When I opened the door, I stood aside to let Vince come in. I had never seen him looking anything other than immaculate, but that night he was dishevelled. “Zack’s not here,” I said. “He’s at a dinner. He won’t be home for a couple of hours. Can it wait?”
“No,” he said. “I just punched my wife, and I need to talk to a friend.”
His voice was flat, without emotion. I felt half sick, but I managed to keep my own voice even. “Is Lauren all right?”
He nodded. “She’ll have a black eye, but otherwise, she’s fine.” He sounded as clinical as the surgeon he was, but his tapping foot showed he was anything but calm.
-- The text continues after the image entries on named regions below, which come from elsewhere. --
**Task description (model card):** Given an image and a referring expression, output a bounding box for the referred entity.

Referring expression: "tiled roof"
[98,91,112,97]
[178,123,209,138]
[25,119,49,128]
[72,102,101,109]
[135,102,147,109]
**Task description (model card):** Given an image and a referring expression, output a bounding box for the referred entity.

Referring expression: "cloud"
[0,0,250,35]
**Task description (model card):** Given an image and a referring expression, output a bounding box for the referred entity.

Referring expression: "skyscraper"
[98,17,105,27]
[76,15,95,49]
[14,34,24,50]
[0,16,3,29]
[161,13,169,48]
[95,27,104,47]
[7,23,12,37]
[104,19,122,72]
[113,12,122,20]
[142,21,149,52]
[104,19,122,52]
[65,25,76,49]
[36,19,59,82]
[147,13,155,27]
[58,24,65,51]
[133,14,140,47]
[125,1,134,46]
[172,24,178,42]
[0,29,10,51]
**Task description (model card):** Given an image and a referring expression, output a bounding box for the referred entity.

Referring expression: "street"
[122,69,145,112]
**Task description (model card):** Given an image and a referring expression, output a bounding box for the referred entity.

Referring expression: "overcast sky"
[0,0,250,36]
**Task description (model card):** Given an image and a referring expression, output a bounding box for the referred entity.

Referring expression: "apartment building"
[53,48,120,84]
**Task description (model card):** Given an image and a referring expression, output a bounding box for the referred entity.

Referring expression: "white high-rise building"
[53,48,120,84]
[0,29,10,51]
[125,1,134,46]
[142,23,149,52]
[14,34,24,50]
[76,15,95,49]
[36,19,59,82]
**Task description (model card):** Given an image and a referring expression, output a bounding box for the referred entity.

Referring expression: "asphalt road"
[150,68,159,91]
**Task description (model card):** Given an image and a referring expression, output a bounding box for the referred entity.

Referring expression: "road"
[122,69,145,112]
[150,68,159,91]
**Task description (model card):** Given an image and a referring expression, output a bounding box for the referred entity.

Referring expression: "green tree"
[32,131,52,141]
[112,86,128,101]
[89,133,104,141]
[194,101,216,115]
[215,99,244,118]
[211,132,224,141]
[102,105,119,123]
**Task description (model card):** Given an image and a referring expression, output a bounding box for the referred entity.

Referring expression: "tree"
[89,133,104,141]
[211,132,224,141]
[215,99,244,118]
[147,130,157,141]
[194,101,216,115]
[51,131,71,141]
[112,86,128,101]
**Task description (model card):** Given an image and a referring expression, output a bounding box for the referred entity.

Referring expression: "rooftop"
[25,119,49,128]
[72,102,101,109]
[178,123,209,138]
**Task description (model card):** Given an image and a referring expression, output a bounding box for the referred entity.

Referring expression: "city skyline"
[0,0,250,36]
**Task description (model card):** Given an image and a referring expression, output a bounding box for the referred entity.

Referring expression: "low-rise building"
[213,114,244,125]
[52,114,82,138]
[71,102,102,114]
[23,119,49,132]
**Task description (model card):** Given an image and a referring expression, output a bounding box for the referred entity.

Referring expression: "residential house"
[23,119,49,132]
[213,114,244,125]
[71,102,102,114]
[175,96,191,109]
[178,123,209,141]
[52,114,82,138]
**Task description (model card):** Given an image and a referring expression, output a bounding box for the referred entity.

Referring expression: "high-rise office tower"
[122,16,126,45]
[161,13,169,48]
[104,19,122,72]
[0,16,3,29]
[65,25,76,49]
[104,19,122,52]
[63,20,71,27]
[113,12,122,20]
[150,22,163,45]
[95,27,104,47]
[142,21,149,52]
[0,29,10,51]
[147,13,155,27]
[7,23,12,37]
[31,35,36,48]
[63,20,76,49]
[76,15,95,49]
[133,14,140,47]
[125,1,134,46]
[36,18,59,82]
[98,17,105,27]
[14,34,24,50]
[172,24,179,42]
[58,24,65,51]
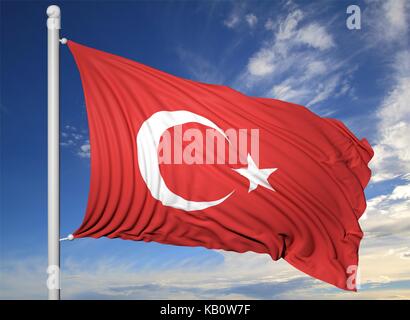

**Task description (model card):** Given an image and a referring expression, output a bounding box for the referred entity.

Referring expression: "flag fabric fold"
[68,41,373,290]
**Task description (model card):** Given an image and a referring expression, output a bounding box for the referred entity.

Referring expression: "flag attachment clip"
[60,233,74,241]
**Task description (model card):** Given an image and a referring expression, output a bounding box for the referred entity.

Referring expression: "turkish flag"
[68,41,373,290]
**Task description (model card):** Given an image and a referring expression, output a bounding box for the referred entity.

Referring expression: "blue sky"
[0,0,410,299]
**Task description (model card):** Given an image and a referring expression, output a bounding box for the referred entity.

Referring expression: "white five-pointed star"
[233,153,277,192]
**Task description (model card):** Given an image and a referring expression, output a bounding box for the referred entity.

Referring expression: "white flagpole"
[47,5,60,300]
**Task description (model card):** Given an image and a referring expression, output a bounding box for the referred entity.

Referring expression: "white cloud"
[297,23,335,50]
[245,13,258,28]
[370,51,410,182]
[234,5,354,110]
[224,13,241,29]
[248,49,275,76]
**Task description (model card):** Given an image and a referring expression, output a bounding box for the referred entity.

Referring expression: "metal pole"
[47,5,60,300]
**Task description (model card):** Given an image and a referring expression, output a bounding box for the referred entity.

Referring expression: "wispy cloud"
[60,125,90,158]
[371,51,410,182]
[234,5,355,112]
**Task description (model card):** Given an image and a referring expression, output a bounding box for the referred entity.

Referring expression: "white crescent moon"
[137,110,234,211]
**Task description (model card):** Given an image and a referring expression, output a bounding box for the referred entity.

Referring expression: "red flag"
[68,41,373,290]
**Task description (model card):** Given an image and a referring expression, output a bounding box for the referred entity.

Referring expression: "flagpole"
[47,5,61,300]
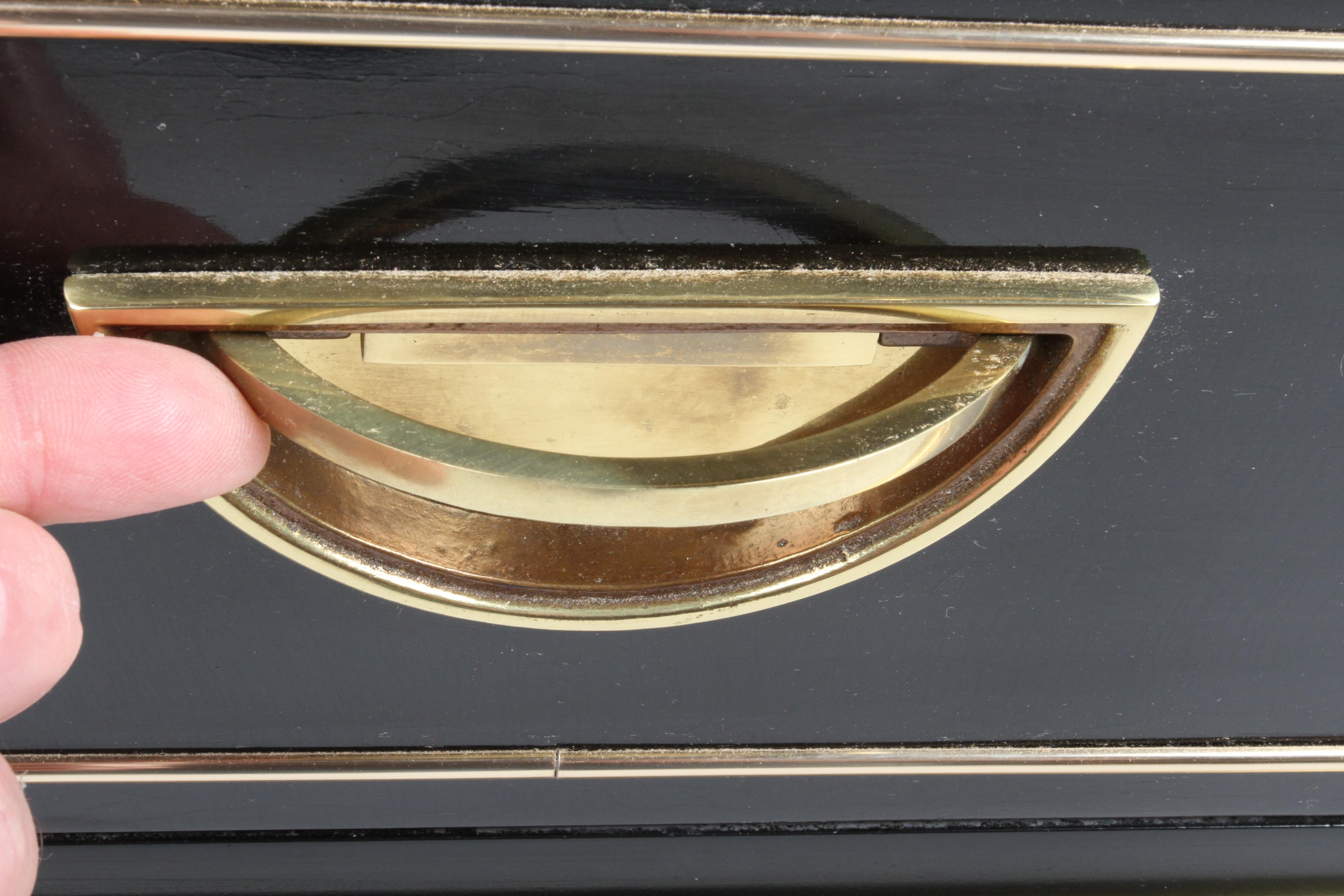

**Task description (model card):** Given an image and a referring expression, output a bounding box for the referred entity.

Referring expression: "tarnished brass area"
[66,249,1157,629]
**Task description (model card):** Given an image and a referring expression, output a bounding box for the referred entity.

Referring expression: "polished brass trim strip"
[5,744,1344,785]
[556,746,1344,778]
[0,0,1344,74]
[5,750,555,785]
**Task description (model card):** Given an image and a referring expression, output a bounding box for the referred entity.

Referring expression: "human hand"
[0,336,269,896]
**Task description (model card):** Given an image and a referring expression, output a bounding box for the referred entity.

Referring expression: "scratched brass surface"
[361,332,878,367]
[277,333,918,457]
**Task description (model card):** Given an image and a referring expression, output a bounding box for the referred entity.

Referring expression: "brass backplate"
[66,246,1157,630]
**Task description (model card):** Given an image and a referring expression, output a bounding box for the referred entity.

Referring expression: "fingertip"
[0,510,83,721]
[0,759,38,896]
[0,336,269,523]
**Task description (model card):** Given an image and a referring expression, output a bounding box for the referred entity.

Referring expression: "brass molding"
[8,0,1344,75]
[16,744,1344,785]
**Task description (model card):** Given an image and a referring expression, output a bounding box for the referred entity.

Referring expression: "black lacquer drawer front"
[0,3,1344,892]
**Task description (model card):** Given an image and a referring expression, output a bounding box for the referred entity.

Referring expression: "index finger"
[0,336,269,524]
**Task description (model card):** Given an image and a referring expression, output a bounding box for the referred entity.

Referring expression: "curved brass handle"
[206,332,1032,527]
[66,246,1159,630]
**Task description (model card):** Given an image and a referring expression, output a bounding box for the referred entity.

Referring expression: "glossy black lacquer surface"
[0,43,1344,750]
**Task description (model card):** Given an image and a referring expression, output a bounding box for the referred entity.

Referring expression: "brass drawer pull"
[210,333,1032,527]
[66,246,1157,629]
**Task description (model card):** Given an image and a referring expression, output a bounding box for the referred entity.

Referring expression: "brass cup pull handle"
[203,332,1032,527]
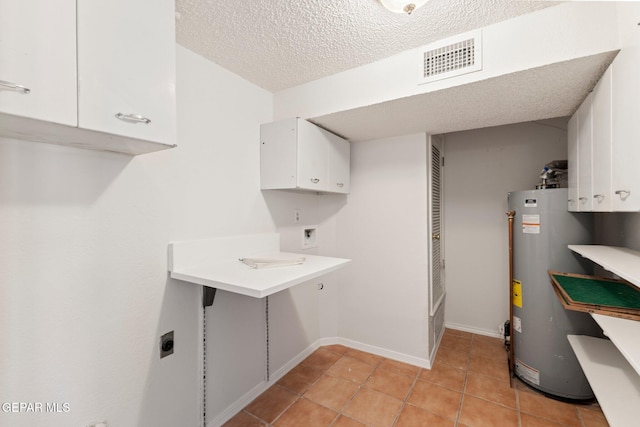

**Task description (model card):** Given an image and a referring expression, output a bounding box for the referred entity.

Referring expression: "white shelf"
[567,335,640,427]
[169,234,351,298]
[591,313,640,374]
[569,245,640,287]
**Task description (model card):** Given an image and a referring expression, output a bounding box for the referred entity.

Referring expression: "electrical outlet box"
[302,225,318,249]
[160,331,175,359]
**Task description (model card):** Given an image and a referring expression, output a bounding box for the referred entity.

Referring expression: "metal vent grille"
[418,31,482,83]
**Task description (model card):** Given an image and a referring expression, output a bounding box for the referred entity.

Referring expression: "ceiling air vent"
[418,31,482,84]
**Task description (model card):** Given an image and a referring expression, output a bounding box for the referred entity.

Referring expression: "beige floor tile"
[346,349,384,366]
[395,405,455,427]
[274,398,338,427]
[436,347,469,369]
[469,354,509,381]
[333,415,367,427]
[327,356,375,384]
[301,347,342,372]
[245,385,298,423]
[321,344,350,355]
[222,412,267,427]
[419,362,465,391]
[407,381,462,420]
[471,337,508,362]
[444,328,473,340]
[518,393,581,427]
[304,375,359,411]
[344,388,402,427]
[520,413,562,427]
[459,395,518,427]
[440,334,472,351]
[576,405,609,427]
[464,373,517,409]
[364,367,415,400]
[276,365,323,394]
[378,359,420,377]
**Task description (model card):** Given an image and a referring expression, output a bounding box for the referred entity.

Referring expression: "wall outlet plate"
[301,225,318,249]
[160,331,175,359]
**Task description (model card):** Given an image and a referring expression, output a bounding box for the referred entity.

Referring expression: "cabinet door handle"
[616,190,631,200]
[0,80,31,95]
[116,113,151,125]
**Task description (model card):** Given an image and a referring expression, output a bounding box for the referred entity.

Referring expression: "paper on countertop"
[240,257,305,269]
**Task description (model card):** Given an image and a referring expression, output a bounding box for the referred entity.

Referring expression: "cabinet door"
[567,112,580,212]
[577,92,593,211]
[0,0,77,126]
[592,67,612,212]
[297,120,329,191]
[327,136,351,194]
[611,46,640,211]
[78,0,175,144]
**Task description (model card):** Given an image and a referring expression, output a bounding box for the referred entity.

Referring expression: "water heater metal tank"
[508,188,601,400]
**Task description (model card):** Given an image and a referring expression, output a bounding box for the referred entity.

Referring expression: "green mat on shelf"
[553,274,640,309]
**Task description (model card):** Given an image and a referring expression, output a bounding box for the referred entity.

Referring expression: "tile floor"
[224,329,608,427]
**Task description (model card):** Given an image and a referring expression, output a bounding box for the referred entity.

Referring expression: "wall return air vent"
[418,31,482,84]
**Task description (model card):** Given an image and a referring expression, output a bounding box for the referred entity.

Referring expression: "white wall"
[336,134,428,364]
[274,2,624,119]
[443,119,567,336]
[0,47,275,427]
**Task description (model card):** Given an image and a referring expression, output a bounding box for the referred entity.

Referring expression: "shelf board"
[569,245,640,287]
[591,313,640,374]
[567,335,640,427]
[169,234,351,298]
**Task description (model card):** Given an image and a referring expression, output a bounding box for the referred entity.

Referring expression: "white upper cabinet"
[576,93,593,211]
[0,0,77,126]
[328,135,351,194]
[78,0,176,144]
[260,118,351,194]
[0,0,176,155]
[611,44,640,211]
[591,68,613,212]
[567,114,579,212]
[568,15,640,212]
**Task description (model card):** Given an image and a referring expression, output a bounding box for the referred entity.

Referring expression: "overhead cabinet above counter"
[0,0,176,155]
[260,117,351,194]
[568,43,640,212]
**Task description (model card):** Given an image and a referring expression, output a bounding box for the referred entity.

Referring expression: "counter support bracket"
[202,286,218,308]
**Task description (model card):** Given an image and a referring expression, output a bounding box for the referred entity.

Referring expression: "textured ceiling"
[176,0,559,92]
[310,51,618,141]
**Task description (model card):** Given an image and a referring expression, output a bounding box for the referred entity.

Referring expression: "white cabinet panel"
[0,0,77,126]
[328,135,351,194]
[297,120,329,191]
[611,46,640,211]
[577,93,593,211]
[567,114,580,212]
[592,68,612,212]
[260,118,351,194]
[78,0,175,144]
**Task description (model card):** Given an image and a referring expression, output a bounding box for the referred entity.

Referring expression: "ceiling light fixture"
[378,0,429,15]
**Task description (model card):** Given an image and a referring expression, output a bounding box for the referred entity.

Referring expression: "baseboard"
[207,340,325,427]
[207,337,431,427]
[320,337,431,369]
[444,322,504,338]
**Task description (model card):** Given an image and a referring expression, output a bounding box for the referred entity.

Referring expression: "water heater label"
[515,359,540,385]
[511,280,522,308]
[522,215,540,234]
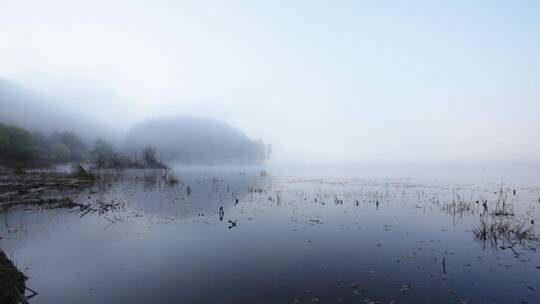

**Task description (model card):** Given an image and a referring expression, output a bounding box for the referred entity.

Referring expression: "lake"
[0,167,540,304]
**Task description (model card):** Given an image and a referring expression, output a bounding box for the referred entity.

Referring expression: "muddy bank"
[0,171,94,211]
[0,249,26,304]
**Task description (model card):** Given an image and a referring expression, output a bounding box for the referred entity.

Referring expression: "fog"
[0,0,540,165]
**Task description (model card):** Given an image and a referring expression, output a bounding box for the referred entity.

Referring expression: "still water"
[0,168,540,304]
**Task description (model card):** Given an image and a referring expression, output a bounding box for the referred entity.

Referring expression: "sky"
[0,0,540,164]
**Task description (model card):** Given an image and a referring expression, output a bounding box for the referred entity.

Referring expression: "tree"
[0,123,39,162]
[49,132,87,162]
[142,146,158,166]
[51,143,71,163]
[92,139,115,168]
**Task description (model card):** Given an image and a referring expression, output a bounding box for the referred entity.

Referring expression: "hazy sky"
[0,0,540,163]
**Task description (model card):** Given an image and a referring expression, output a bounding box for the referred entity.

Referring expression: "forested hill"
[126,116,271,165]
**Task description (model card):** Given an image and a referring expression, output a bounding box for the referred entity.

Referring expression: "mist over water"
[0,0,540,304]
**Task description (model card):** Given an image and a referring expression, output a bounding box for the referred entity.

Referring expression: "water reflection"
[0,169,540,303]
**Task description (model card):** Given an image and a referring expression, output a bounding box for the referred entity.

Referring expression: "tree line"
[0,122,165,168]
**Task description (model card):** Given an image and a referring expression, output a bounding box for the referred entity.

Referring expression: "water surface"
[0,168,540,303]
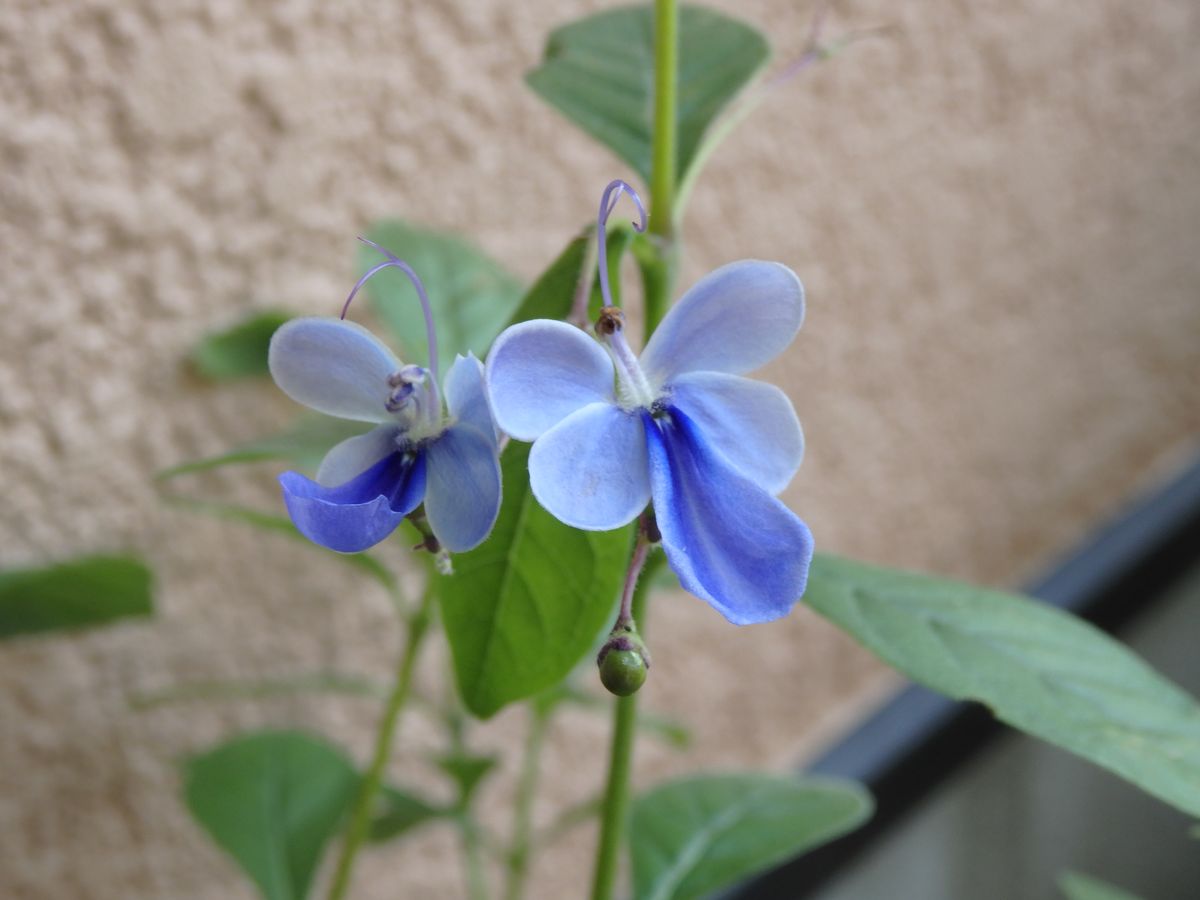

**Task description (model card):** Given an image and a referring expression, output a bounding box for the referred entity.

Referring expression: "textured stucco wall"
[0,0,1200,899]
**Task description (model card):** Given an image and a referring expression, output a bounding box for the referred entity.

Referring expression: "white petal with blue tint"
[280,454,426,553]
[486,319,614,440]
[644,412,812,625]
[641,259,804,388]
[667,372,804,493]
[445,353,497,442]
[268,318,401,422]
[425,422,500,553]
[529,403,650,532]
[317,425,400,487]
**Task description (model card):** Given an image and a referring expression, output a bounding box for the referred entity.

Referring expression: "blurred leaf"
[1058,871,1139,900]
[434,752,500,809]
[358,221,522,367]
[162,492,400,595]
[188,310,292,382]
[434,443,632,718]
[0,557,154,637]
[629,773,872,900]
[804,556,1200,815]
[509,223,634,325]
[526,4,770,190]
[370,785,449,842]
[185,731,359,900]
[509,230,590,325]
[128,672,389,712]
[155,414,373,480]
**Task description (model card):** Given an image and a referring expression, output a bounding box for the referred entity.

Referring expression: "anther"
[596,306,625,335]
“Let me take your coat,” I said. “I’ll call Zack.”
Vince followed me into the living room and sat on one of the two reading chairs by the window. I dialled Zack’s cell, but the call went straight to voicemail. Vince’s eyes were on my face. I shook my head and left a message. There was nothing in the etiquette book to cover the situation in which
Vince and I found ourselves. “Can I get you anything?” I said.
Vince’s smile was wintry. “A lawyer,” he said.
“I’m working on it.”
I sat down on the edge of the other reading chair. The rain hitting the windows was soothing, and for a moment Vince and I simply listened. Then Vince began to talk. “I was supposed to catch the 7:30 plane to Calgary – a conference on cartilage restoration. I’d been at the hospital since 4:30 this morning. I had my overnight bag with me, and I called a cab to take me to the airport. Then I got a text from Lauren urging me to come home immediately. When I got there the house was quiet. So I went upstairs to our room to see if Lauren was ill.”